Penn Ranks 16th in World University Rankings
California Institute of Technology replaced Harvard University in the number one spot
By Rachel Finkel
On the international stage, Penn jumped from 19th to 16th in this year's "World University Rankings" by Times Higher Education. Harvard University, which has ranked first for the past seven years, was replaced by the California Institute of Technology.
"This ranking places more emphasis on tangible academic areas than other prestigious rankings," such as the U.S. News and World Report, said Top Colleges admissions strategist Steven Goodman, a 1989 Graduate School of Education graduate.
The Times rankings are "skewed toward the math and science fields" because of their emphasis on research, Goodman added, citing Johns Hopkins University, ranked 14th, and Caltech, as "specialized schools" that ranked higher than Penn.
Caltech overtaking Harvard as the highest-ranked university "seems like a reflection of society's changing values," Harvard University sophomore Julianna Brunini said. "As technology takes center stage in our lives, a well-rounded, liberal-arts-based education takes second place to an engineering-based education."
Another significant factor used to determine these rankings is the international outlook of universities.

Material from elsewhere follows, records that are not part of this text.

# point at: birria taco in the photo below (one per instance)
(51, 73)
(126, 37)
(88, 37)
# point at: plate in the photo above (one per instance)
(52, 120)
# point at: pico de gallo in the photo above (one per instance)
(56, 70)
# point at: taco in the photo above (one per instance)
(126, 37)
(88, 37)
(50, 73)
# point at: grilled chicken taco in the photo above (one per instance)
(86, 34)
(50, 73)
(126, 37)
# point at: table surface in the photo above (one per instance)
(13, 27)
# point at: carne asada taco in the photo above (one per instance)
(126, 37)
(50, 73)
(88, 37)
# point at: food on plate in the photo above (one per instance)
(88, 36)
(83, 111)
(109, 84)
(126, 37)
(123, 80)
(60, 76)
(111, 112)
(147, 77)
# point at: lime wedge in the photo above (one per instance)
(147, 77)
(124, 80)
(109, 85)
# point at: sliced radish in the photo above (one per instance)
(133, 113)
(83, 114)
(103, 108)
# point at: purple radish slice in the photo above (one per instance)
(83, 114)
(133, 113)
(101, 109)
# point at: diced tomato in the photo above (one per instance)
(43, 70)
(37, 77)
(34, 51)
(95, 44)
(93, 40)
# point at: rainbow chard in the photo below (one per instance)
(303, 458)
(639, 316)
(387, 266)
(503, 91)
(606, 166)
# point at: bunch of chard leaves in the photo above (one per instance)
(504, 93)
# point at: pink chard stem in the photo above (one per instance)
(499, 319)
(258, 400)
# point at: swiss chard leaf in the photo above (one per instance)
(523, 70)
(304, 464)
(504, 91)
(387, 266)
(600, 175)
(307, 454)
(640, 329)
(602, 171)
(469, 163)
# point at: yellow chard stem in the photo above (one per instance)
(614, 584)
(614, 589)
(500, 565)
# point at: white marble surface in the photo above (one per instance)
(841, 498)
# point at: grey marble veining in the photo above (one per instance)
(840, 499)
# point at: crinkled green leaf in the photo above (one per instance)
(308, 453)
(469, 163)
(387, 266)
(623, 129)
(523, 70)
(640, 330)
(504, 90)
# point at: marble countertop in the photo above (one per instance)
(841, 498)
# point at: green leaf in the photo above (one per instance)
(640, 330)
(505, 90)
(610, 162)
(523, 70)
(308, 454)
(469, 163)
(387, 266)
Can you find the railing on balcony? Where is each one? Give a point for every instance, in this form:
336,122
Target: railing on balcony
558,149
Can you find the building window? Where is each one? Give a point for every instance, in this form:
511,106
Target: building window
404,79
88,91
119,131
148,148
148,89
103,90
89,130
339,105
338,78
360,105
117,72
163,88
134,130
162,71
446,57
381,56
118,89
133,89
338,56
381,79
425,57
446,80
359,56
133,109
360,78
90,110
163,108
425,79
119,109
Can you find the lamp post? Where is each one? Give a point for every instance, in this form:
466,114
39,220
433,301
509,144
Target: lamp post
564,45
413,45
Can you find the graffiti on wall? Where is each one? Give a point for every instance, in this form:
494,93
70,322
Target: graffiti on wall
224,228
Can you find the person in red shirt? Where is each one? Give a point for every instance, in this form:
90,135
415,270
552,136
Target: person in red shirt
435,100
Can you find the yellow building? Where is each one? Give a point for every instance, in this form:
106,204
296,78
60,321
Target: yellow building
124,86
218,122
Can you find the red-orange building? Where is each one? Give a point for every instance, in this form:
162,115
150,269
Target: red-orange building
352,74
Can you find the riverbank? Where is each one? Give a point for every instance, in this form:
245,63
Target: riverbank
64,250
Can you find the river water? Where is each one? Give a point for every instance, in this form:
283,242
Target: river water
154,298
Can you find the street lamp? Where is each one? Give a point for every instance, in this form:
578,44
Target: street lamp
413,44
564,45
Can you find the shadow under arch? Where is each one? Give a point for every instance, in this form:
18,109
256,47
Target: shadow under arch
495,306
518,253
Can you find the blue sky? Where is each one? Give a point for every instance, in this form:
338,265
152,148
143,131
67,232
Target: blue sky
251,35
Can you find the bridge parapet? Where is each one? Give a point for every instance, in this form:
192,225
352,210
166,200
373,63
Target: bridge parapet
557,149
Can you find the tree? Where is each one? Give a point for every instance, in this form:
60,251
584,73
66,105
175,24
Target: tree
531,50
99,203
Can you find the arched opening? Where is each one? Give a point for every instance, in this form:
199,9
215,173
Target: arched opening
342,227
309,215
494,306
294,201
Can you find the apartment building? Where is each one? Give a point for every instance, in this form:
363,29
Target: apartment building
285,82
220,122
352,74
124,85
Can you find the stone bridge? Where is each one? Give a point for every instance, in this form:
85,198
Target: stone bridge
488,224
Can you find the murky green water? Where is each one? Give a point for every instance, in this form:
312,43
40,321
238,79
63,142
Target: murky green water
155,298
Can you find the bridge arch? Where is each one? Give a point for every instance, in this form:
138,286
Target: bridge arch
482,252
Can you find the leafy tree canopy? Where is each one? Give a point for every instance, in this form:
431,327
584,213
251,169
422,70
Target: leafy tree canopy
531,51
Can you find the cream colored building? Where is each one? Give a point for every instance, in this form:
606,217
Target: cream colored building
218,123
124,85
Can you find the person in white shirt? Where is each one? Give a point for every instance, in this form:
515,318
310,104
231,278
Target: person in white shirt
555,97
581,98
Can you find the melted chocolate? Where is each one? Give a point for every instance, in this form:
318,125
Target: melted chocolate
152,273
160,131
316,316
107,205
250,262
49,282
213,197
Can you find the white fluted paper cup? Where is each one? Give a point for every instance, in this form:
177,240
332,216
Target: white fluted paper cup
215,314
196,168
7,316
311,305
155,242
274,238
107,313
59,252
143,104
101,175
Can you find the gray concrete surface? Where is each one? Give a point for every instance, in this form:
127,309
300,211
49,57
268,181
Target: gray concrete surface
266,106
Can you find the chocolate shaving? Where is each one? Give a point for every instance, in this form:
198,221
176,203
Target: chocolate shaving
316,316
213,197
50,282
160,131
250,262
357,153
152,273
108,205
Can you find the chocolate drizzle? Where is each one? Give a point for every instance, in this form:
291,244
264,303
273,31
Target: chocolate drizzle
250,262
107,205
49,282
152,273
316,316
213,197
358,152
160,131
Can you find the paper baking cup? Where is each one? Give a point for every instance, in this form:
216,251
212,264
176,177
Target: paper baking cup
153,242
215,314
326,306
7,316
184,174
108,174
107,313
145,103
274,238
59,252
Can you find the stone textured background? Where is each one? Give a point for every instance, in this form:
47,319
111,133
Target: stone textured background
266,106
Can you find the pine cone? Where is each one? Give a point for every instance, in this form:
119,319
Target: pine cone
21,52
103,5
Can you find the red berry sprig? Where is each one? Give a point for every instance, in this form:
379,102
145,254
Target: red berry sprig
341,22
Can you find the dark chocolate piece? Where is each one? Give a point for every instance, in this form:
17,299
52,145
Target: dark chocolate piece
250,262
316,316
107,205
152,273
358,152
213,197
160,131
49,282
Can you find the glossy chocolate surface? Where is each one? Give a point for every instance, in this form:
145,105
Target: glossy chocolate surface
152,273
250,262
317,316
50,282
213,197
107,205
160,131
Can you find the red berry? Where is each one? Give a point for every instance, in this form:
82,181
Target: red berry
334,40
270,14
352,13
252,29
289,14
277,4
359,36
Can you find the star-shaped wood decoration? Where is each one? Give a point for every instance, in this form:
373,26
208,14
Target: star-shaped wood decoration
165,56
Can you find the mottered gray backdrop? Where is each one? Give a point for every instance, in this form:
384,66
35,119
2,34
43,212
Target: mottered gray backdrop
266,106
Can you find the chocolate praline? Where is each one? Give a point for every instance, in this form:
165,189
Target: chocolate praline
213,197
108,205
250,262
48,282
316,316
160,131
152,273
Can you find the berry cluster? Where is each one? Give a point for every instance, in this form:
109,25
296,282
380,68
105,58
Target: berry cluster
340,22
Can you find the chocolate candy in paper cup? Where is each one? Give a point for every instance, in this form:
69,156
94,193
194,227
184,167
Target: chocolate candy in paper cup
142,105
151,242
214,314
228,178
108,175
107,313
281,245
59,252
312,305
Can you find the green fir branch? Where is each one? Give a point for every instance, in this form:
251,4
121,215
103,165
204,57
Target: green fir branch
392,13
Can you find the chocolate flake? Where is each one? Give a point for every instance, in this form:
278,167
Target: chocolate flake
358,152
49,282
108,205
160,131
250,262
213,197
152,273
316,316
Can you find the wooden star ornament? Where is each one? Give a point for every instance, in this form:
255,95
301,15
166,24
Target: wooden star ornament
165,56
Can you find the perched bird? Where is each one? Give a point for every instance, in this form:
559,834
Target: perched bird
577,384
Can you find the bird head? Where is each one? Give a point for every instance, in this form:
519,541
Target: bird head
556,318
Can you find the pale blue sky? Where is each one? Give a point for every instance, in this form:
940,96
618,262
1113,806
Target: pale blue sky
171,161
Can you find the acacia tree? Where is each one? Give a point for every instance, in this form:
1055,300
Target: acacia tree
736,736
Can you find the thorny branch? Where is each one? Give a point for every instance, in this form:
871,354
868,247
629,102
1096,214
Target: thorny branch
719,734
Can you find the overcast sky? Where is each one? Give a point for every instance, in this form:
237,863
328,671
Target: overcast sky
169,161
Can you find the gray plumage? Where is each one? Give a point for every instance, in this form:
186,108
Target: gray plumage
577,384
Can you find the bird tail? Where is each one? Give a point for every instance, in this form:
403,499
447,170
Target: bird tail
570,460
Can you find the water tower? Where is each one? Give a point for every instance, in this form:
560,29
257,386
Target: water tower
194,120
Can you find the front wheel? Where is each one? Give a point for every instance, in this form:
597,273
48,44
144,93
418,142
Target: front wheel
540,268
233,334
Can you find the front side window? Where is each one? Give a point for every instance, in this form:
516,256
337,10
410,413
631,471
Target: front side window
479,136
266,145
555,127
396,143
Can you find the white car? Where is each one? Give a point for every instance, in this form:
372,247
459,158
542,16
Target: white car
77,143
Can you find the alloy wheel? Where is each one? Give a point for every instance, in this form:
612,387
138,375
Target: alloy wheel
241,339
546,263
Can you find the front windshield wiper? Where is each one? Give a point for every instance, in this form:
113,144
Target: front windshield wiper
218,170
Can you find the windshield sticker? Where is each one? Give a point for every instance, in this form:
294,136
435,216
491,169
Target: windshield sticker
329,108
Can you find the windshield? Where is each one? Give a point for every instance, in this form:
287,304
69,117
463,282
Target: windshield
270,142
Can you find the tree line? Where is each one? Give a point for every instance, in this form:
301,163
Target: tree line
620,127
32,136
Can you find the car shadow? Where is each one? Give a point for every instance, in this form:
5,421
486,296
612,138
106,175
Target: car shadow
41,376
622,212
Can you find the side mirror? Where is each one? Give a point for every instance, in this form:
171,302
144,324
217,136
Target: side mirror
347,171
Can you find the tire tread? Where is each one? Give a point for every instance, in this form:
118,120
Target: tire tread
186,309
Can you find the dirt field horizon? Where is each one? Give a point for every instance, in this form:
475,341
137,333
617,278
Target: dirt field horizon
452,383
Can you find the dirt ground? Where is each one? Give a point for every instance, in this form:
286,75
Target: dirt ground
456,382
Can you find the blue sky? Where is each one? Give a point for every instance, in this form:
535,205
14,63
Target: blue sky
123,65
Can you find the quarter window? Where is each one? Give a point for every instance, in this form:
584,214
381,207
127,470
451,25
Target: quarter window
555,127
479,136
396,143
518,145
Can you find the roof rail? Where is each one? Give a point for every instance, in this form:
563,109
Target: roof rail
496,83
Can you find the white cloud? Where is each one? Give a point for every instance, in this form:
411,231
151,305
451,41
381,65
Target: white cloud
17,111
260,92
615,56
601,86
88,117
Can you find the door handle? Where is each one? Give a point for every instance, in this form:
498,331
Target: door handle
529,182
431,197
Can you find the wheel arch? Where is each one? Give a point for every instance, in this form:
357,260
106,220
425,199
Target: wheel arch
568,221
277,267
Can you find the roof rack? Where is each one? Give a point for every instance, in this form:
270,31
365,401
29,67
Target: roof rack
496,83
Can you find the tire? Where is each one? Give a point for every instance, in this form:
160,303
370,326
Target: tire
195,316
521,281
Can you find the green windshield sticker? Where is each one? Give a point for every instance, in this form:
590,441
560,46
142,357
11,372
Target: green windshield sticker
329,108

This year, Times added a new criteria to determine colleges' international outlook. The rankings evaluated the proportion of research papers each institution published with at least one international co-author in addition to previous rubrics that considered the proportion of international staff and students at institutions.
Global rankings are "potentially exciting and confusing for a U.S. audience," Timothy Lear, director of college counseling at the Pingry School in Somerset County, N.J., wrote in an email.
Although Lear has encouraged his students to consider universities outside the United States such as the University of St Andrews in Scotland and McGill University in Montreal, he remained "unsure whether families and students have the time (or resources) to adequately research them all."
"Recommending that a student add Imperial College London or the Swiss Federal Institute of Technology Zurich to their college list isn't quite the same thing as adding Bucknell," he wrote.
However, Goodman believes high-school students considering the United States for college will also look to foreign universities.
"Penn doesn't want to think that it competes against [schools like] Cambridge [University], but it does," he said.
While the Times rankings place a heavy emphasis on institution's international outlook, it places less emphasis on factors used in the U.S. News rankings, such as the universities' reputation among peer institutions and high-school guidance counselors.
"The Ivy League is a brand that is very strong and will continue to be strong for the foreseeable future," Goodman said, but that "doesn't necessarily mean that other schools can't necessarily surpass" them.
Some applicants to Penn, such as Jericho High School, N.Y., senior Ashley Paston, are disappointed with Penn's 16th rank.
"I feel a school of such stature deserves a higher status," said Paston, who is applying early decision. However, "at the end of the day the prestige of the school makes the ranking unimportant."
"Clearly the evaluators thought that Hopkins and Columbia were marginally better," College sophomore Natalie Gould said. But "obviously students at Penn feel differently because we're here and not there."
Despite some students' disappointment, what students should care about most are not rankings but "the benefit from the years spent at university X will be," Goodman said.
"The rankings here are trying to capture that," he concluded. "I welcome these rankings."